You're looking for the following:

 

16 GB ram. Minimum.
 

 

Dual SSD slots (typically you get an NVME drive, and then a 2.5 SATA) 

 

a sold Intel CP. Note:  The 10K Intel series CPU's have the potential to get really hot - so keep an eye on that during your reviews; not a guarantee, just something to look out for.

 

 

As many USB Thunderbolt 3 ports as possible. For your needs you're gonna want them, and a lot of entry-level mid-tier laptops can get shorted here.

 

 

Strong battery life:  when set to battery+wifi it, should be 4.5 hours or more. It's possible to get 8 hours depending on the model.

 

If you're going for a GPU (editing, games, etc), the 2xxx series require a much larger powersupply, due to their draw, and as a result increase heat, and decrease battery life.

For that reason, either stick with the 1660 Ti (slightly weaker than a 2060, but no RTX), or wait until the next upgrade when they figure out which 3xxx series will be placed inside their laptops.

 

 

Sorry I couldn't be anymore specific, but I haven't really looked at them since I bought mine in May. :] 

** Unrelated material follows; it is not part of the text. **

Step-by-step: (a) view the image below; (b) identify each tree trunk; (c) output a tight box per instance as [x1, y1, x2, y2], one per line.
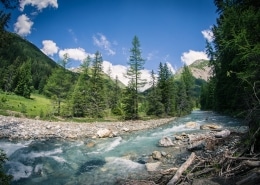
[167, 152, 196, 185]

LOL You're exactly right. Currently eyeing 16gb ram, 512gb SDD single drive. I see some have dual drives but honestly if it means it being lighter having only one. I'll bight the bullet.

 

One thing is whether to get a AMD processor as I've seen more laptops with Ryzen 7 chips and vidcards than models with i7 and videocards. I dont game and photo/video editing is more CPU than GPU although Lightroom and maybe also photoshop have some form of GPU options for performance enhancing. Not sure if Thunderbolt is make it break it for me. So far nothing I use has require one.